PRINCIPAL’S PANEL - "All kids want to learn… maybe just not what you want to teach them at a particular time."

The Reality of Schools in 2026

Dr Kate Hadwen · Lisa-Maree Browning · Dwayne Hopwood · Denise Lofts (NSW Secondary Principals Council)

On retention: it's not (only) about pay. Workload complexity is driving good teachers out — navigating difficult communities, challenging behaviours, and admin that compounds over time. The psychological contract with early-career teachers is breaking in their first few years.

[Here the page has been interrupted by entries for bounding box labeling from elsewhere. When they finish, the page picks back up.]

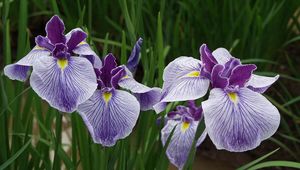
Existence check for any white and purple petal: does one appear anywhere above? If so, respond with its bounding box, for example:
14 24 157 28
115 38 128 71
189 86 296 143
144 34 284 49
161 56 209 102
119 73 161 111
212 48 233 65
202 88 280 152
4 46 50 81
161 120 207 169
30 56 97 113
78 90 140 146
246 74 279 93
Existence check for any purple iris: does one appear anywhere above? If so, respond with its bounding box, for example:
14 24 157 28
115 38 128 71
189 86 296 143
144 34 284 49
161 101 207 169
78 39 161 146
156 44 280 152
4 16 102 113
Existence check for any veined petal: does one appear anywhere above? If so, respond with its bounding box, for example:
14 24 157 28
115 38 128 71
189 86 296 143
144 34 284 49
202 88 280 152
161 120 206 169
161 57 209 102
212 48 233 65
78 90 140 146
30 57 97 113
4 46 50 81
153 102 168 114
134 87 161 111
246 74 279 93
4 64 30 81
119 70 161 111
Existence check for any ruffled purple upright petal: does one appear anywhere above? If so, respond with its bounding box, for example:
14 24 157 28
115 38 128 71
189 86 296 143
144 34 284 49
46 15 66 44
4 64 30 81
161 57 209 102
126 38 143 72
202 87 280 152
161 120 206 169
78 90 140 146
229 64 256 87
4 46 50 81
200 44 217 73
246 74 279 93
212 48 233 65
30 56 97 113
67 30 87 52
211 64 229 89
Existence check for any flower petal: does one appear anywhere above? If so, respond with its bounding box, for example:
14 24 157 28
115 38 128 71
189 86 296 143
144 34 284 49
202 88 280 152
67 30 87 52
78 90 140 146
161 57 209 102
30 57 97 113
4 46 50 81
229 64 256 87
134 87 161 111
46 15 66 45
126 38 143 72
119 70 161 111
200 44 217 73
4 64 30 81
246 74 279 93
212 48 233 65
161 120 206 169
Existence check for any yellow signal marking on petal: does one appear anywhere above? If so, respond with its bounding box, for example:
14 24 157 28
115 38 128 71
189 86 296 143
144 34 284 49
186 71 200 77
181 122 190 132
57 59 68 70
102 92 112 104
34 45 45 50
79 41 87 45
228 92 239 104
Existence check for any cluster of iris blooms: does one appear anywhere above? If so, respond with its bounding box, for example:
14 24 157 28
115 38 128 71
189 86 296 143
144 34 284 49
4 16 280 169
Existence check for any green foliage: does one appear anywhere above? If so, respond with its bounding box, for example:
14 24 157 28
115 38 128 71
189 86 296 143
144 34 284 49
0 0 300 170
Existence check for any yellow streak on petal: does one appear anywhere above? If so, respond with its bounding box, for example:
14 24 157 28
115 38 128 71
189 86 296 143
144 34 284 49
34 45 45 50
181 122 190 132
102 92 112 104
57 59 68 70
122 75 129 79
228 92 239 104
79 41 87 45
186 71 200 77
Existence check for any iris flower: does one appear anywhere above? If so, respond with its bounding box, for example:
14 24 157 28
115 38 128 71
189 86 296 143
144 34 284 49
78 39 161 146
158 44 280 152
161 101 207 169
4 16 102 112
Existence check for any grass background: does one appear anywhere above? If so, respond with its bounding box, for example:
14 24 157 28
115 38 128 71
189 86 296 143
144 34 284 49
0 0 300 170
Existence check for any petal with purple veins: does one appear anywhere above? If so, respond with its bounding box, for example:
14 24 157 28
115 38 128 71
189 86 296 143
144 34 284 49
119 70 161 111
30 57 97 113
229 64 256 87
161 120 206 169
134 87 161 111
202 88 280 152
78 90 140 146
161 57 209 102
246 74 279 93
200 44 217 73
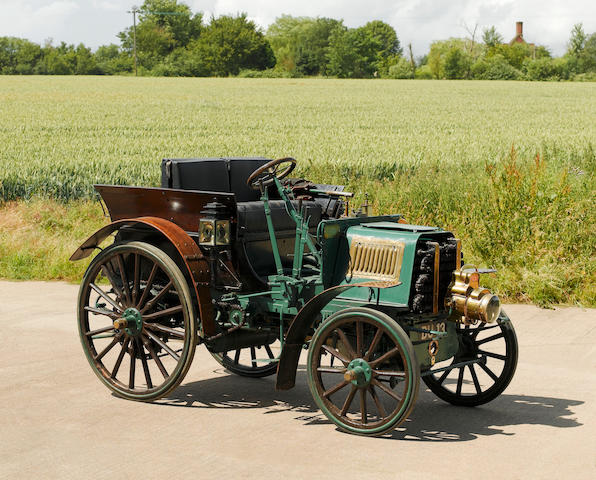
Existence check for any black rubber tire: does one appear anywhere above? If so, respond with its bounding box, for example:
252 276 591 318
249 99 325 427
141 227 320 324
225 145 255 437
77 242 197 402
307 307 420 436
422 312 518 407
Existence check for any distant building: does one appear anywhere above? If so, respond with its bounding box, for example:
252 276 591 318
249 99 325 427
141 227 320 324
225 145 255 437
509 22 534 47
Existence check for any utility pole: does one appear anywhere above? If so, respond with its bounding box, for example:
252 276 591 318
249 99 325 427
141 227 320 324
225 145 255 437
126 7 139 77
126 7 186 77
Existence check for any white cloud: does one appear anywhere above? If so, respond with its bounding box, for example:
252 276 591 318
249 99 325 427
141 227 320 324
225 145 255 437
0 0 596 55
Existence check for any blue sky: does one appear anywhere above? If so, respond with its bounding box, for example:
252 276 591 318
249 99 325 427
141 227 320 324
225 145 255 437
0 0 596 55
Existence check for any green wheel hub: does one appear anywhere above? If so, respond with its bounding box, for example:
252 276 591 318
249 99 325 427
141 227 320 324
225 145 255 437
344 358 372 388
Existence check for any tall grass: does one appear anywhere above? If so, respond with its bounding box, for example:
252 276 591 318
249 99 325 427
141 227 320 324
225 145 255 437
0 77 596 306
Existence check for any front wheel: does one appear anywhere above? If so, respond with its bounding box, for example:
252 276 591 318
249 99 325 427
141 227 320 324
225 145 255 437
308 308 420 435
422 313 518 407
78 242 197 401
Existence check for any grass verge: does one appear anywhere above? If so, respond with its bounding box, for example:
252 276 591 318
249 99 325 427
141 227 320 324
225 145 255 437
0 147 596 307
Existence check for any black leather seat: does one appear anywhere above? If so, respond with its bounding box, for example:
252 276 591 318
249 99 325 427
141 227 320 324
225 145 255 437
237 200 323 280
161 157 279 202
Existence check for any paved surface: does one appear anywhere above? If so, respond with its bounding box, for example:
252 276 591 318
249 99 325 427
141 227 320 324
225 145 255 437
0 282 596 480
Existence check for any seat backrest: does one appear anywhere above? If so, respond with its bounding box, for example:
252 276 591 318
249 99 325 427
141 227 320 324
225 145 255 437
161 157 270 202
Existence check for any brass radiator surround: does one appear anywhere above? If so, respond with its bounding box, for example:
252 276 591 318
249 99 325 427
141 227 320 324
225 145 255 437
349 235 405 282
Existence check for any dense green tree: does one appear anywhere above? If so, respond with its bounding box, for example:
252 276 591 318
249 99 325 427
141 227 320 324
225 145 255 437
189 13 275 76
471 54 521 80
95 43 133 75
428 38 474 78
567 23 588 57
267 15 342 75
118 0 203 69
327 25 364 78
482 25 503 48
327 21 401 78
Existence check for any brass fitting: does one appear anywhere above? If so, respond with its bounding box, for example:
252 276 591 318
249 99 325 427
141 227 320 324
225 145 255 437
445 265 501 323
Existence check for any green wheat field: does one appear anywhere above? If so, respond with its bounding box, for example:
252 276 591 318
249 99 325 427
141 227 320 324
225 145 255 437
0 76 596 306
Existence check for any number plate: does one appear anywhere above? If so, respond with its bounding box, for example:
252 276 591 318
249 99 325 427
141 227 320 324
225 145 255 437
417 322 447 340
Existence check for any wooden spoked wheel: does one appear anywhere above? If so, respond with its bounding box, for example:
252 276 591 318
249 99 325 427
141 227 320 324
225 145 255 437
308 308 420 435
422 313 518 407
211 341 280 378
78 242 197 401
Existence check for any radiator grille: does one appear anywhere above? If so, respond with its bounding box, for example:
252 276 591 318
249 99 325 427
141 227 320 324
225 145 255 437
350 236 405 281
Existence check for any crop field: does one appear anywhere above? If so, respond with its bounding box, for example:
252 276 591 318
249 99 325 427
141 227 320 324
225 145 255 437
0 76 596 305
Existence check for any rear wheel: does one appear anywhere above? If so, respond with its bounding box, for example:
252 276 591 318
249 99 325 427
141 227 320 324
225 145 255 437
308 308 420 435
78 242 197 401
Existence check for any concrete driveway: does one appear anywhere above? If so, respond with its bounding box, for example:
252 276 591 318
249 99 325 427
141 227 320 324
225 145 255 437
0 281 596 480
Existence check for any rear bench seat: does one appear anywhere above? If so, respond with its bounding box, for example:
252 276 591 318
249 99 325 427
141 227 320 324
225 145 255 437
161 157 329 280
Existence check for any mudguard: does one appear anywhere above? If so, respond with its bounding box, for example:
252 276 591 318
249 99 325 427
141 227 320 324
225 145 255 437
275 282 401 390
70 217 216 337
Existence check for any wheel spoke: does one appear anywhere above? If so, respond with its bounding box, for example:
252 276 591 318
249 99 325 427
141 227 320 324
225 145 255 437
116 255 131 303
373 370 406 378
371 378 401 402
142 336 169 378
85 325 114 337
478 363 499 382
137 338 153 388
468 365 482 393
321 345 350 366
476 332 505 345
147 330 180 362
110 337 130 378
141 280 174 315
472 324 500 338
356 320 364 357
137 263 157 309
143 305 182 320
250 347 257 368
317 367 346 374
369 347 399 368
437 368 453 385
335 328 356 363
85 282 123 313
128 342 137 390
94 335 121 362
101 263 124 298
132 253 141 305
360 388 368 424
478 350 507 361
368 385 387 418
456 367 465 395
339 385 358 417
323 380 350 397
83 307 120 320
364 328 383 362
145 317 184 340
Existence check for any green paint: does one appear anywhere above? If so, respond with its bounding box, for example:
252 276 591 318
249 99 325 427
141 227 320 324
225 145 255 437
348 358 372 388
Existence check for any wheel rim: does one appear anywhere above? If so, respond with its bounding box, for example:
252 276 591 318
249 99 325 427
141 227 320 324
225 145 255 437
423 318 517 406
79 242 195 400
309 311 418 434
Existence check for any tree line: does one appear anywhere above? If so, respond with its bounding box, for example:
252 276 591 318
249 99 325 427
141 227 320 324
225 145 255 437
0 0 596 80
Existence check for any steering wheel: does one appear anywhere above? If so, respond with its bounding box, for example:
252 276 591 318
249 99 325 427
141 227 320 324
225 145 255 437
246 157 296 190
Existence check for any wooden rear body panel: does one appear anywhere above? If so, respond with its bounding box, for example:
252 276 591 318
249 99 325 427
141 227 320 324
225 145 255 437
95 185 236 232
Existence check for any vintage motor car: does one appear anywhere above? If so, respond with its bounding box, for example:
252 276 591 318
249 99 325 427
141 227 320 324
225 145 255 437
71 158 518 435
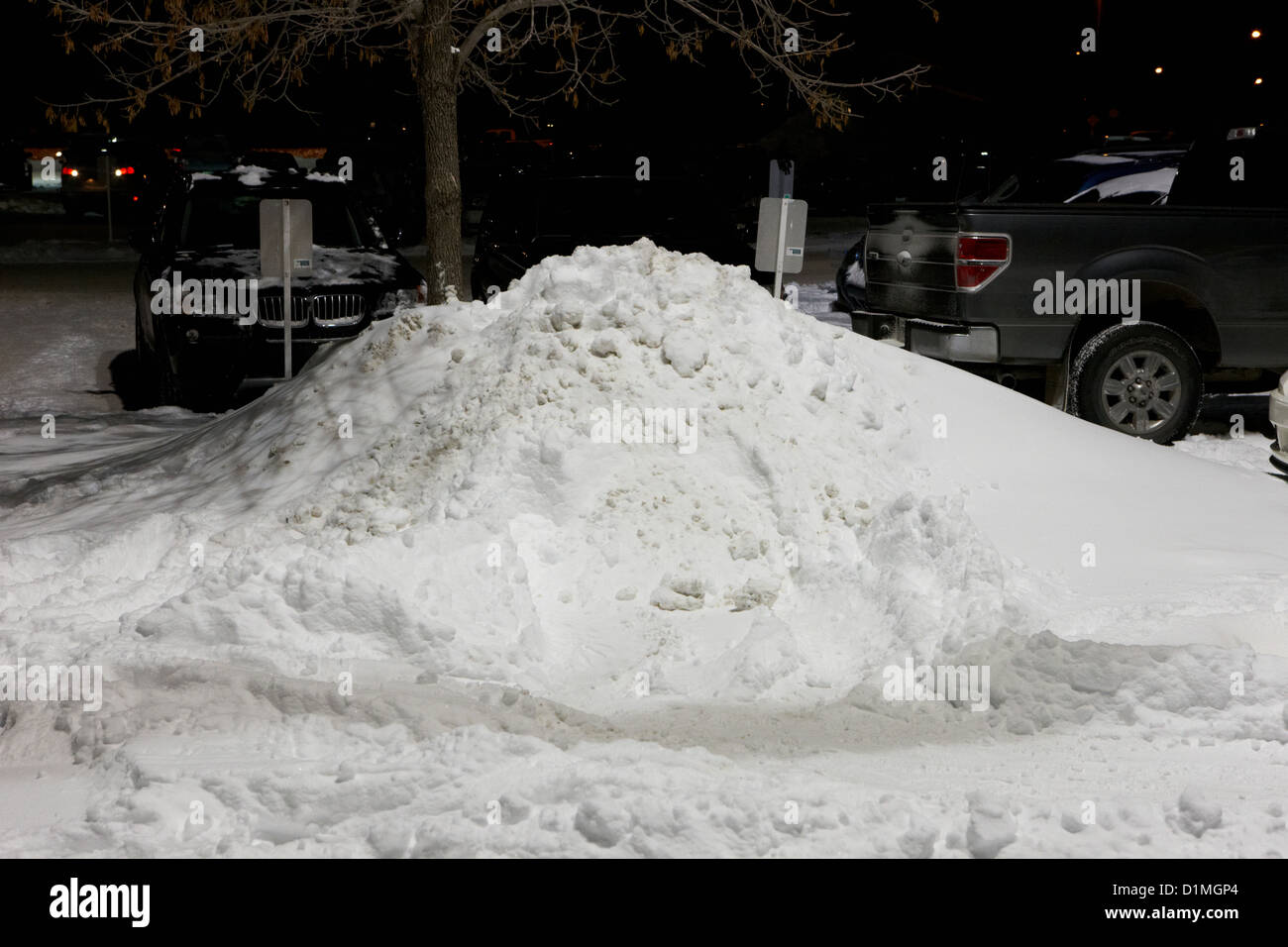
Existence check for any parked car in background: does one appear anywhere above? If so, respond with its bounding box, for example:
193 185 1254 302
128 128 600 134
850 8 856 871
854 125 1288 443
130 168 428 410
471 175 752 299
836 146 1185 318
61 137 171 226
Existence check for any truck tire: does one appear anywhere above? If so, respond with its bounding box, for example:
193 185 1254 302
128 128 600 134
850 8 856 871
1069 322 1203 445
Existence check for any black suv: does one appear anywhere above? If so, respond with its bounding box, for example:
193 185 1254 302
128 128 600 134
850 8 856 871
130 168 426 408
471 176 754 299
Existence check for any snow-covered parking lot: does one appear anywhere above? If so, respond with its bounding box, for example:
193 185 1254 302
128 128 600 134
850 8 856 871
0 241 1288 857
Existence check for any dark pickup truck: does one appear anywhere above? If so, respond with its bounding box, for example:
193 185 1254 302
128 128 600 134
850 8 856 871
854 124 1288 443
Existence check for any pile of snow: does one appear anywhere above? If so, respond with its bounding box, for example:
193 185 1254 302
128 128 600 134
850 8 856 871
0 241 1288 857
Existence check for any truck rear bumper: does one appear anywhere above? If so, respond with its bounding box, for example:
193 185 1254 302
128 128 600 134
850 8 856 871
851 312 1001 362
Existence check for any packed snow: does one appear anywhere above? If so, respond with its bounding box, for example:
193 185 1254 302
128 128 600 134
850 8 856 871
0 240 1288 858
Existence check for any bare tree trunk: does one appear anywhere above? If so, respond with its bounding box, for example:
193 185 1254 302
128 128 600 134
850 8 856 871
416 0 464 303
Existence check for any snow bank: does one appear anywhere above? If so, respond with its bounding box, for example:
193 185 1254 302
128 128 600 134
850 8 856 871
0 241 1288 857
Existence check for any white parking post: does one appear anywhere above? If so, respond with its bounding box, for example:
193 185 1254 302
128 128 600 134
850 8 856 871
774 194 793 299
282 200 291 381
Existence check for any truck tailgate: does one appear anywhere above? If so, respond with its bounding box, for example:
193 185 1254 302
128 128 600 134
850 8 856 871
864 204 958 320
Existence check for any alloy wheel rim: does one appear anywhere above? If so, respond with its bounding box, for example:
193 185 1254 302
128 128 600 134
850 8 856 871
1100 349 1184 437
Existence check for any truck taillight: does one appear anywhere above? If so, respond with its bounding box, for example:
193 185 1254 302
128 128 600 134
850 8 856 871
957 233 1012 290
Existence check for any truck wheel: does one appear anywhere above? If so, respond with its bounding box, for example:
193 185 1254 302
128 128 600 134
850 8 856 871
1069 322 1203 445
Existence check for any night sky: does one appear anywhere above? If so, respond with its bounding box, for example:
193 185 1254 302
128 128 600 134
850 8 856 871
0 0 1288 207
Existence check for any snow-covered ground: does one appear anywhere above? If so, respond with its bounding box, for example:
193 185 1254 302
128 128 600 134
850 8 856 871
0 241 1288 857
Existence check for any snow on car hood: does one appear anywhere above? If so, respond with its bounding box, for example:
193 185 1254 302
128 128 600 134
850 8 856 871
0 240 1288 857
174 244 409 287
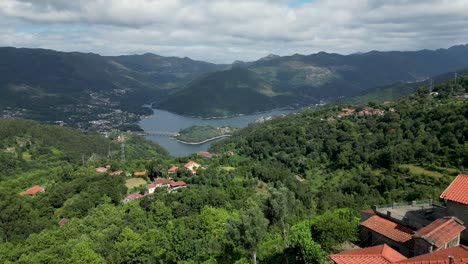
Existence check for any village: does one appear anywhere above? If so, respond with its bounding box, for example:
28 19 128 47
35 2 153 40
14 142 468 264
329 174 468 264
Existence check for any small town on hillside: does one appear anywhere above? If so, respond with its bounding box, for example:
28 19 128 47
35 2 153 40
329 174 468 264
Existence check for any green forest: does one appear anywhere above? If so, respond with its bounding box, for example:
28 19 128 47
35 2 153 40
0 76 468 264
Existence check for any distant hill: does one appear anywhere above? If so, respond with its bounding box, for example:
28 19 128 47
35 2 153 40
340 68 468 104
0 45 468 121
0 48 224 130
155 45 468 116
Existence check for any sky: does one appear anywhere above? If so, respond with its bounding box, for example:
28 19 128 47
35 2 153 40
0 0 468 63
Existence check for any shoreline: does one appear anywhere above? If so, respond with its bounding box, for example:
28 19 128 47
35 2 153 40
173 135 231 145
149 107 299 120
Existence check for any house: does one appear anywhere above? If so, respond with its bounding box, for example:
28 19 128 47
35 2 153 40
109 170 123 176
184 161 201 174
167 166 179 173
146 182 156 194
197 151 213 159
133 170 148 177
330 244 406 264
413 216 466 256
96 167 108 172
360 201 466 257
440 174 468 241
360 215 414 256
396 245 468 264
153 177 172 188
58 218 70 227
330 244 468 264
20 185 45 195
123 192 143 203
169 181 187 191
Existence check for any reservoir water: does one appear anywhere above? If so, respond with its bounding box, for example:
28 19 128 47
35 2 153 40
139 109 292 157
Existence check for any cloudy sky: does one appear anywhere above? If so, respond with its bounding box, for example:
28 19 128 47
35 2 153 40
0 0 468 63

On wellbeing: principals from both a girls' and boys' school reported rising eating disorders and body image concerns. More young people are spending more time with human beings on screens than in person. The phone ban has helped — significantly.


The fix isn't entertainment. It's relationships, explicit teaching, and dynamic feedback — and schools being far more deliberate about protecting teacher time.

CLOSING SESSIONS


Classroom 2030: What Does Good Learning Actually Look Like?

Shane Hill (Excel HSC Copilot) · Prof. Matt Bower · Panel

The biggest AI risk isn't cheating — it's cognitive offloading. Shane Hill opened with Brookings Institute research: students are letting AI do the thinking instead of using AI to think harder. The question every educator needs to ask: does this raise or lower the cognitive bar?

Professor Matt Bower's research drew a clean and consequential line: Students who use AI to generate solutions decrease their understanding. Students who use AI to seek explanations increase it.


Bower also called for moving beyond the 4 Cs to the 4 Es:


Prof. Matt Bower's framework — Moving beyond the 4 Cs to the 4 Es.
Prof. Matt Bower's framework — Moving beyond the 4 Cs to the 4 Es.

The 4 Es — and What They Mean for Immersive Learning

Empathy — VR is uniquely powerful here. Full immersion places students inside another person's perspective, context, or world. No other technology develops empathy as directly or as deeply.

Ethics — immersive scenarios put students inside ethical dilemmas in ways that pages and screens cannot replicate.

Enterprise — hands-on, immersive environments build the initiative and problem-solving mindset that enterprise requires.

Engagement — immersive learning consistently produces the highest levels of student engagement and knowledge retention.


The School That Is Ready for 2030 Is Making Decisions Now

The Summit's message was consistent: the schools that will serve students best are not waiting for the system to tell them what comes next. They are making deliberate, evidence-informed investments today.


Immersive learning is no longer a horizon technology. It is curriculum-aligned, scalable, and being adopted by forward-thinking Australian schools right now.